Suitable for farms with livestock buildings, as well as public buildings and local heating network operators, the system is an ideal solution for an environmentally friendly energy supply. Gas generation, gas cleaning and gas cooling take place in a completely closed unit.
Low-emission engines for combined heat and power generation
Before the wood gas enters the gas engine, the air required for combustion must be added. This is controlled by a lambda sensor. The greatest challenge for the combustion engines in the connected CHP plant results from the high proportion of carbon monoxide and hydrogen, which distinguishes wood gas in its composition from natural gas and biogas, which consist predominantly of methane.

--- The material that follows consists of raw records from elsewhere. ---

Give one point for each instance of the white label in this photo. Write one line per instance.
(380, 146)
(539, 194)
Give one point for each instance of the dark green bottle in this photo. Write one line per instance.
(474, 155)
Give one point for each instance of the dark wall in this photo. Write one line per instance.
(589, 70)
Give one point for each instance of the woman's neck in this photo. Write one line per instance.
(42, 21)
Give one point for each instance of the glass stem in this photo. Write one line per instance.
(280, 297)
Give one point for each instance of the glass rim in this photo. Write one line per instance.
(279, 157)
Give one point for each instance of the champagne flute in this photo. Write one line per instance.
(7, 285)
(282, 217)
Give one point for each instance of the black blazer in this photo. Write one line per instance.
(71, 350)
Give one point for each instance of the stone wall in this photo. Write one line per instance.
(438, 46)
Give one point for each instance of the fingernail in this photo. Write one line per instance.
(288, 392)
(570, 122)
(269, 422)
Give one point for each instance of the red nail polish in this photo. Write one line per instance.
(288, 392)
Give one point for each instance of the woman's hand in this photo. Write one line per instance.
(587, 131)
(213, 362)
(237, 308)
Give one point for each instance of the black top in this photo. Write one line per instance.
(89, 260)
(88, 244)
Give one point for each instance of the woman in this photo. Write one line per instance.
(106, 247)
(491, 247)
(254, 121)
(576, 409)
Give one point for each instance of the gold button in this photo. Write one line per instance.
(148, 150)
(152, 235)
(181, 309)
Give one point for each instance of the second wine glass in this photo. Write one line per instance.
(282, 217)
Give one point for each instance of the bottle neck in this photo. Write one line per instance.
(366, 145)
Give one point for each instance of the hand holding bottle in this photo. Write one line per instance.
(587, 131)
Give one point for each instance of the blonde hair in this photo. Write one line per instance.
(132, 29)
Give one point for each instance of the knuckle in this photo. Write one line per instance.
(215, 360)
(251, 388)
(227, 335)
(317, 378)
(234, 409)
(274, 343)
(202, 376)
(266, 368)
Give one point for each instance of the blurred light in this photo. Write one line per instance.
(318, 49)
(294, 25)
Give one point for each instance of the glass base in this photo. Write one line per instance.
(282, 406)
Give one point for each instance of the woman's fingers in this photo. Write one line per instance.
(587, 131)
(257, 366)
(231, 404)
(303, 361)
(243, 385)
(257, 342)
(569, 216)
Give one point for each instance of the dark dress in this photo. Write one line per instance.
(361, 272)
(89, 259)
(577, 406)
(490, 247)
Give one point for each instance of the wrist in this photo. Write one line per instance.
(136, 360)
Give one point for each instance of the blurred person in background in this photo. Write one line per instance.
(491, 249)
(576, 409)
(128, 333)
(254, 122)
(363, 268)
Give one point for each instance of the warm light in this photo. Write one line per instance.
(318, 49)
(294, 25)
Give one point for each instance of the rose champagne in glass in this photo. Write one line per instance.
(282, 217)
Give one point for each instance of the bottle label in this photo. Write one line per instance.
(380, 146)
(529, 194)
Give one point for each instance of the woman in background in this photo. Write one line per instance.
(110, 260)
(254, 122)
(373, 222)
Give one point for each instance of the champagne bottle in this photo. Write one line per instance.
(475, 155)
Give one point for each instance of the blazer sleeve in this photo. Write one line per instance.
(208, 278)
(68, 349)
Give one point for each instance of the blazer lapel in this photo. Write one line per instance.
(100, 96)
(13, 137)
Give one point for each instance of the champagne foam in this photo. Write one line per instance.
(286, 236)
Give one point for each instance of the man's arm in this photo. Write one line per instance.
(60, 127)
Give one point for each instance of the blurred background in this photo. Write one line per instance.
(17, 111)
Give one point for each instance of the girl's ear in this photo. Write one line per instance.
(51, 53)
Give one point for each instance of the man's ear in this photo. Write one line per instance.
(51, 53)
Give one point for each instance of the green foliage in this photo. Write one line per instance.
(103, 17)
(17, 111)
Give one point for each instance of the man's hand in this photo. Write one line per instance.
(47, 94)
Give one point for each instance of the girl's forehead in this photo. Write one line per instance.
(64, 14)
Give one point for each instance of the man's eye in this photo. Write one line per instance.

In addition, the gas quality fluctuates more greatly depending on the type of wood and water content. MAN Engines meets these difficult conditions with robust engines that can cope with gases containing large amounts of hydrogen. Four such MAN E0836 LE202 industrial gas engines, each with an output of 50 kilowatts, are installed, for example, at the premises of the Austrian wood chip producer Möslinger in Gaspoltshofen. While the electricity generated by the system flows into the grid in return for a feed-in tariff, the heat generated is used directly on site.
The highlight: The wood chips are dried on a belt dryer with this heat, part of which is then used as fuel by wood gasification plants.
But whether it’s wood gas or biogas: The portfolio of exhibitors at the exhibition grounds in Hanover includes low-emission cogeneration plants with an electrical output of up to 2,000 kilowatts and more. And even in operation with pure hydrogen, no compromises are necessary. For example, 2G Energy guarantees the conversion of its delivered natural gas and biogas CHP plants to pure hydrogen operation with a standard technical solution, for example as part of regular maintenance – and with comparable efficiency values.
The possibility of blending hydrogen into up to 40 percent of the gas mixture is already provided by default. With the solutions on display in Hanover from 15 to 18 November, visitors are not only equipped for the energy turnaround, but are actively involved in shaping it.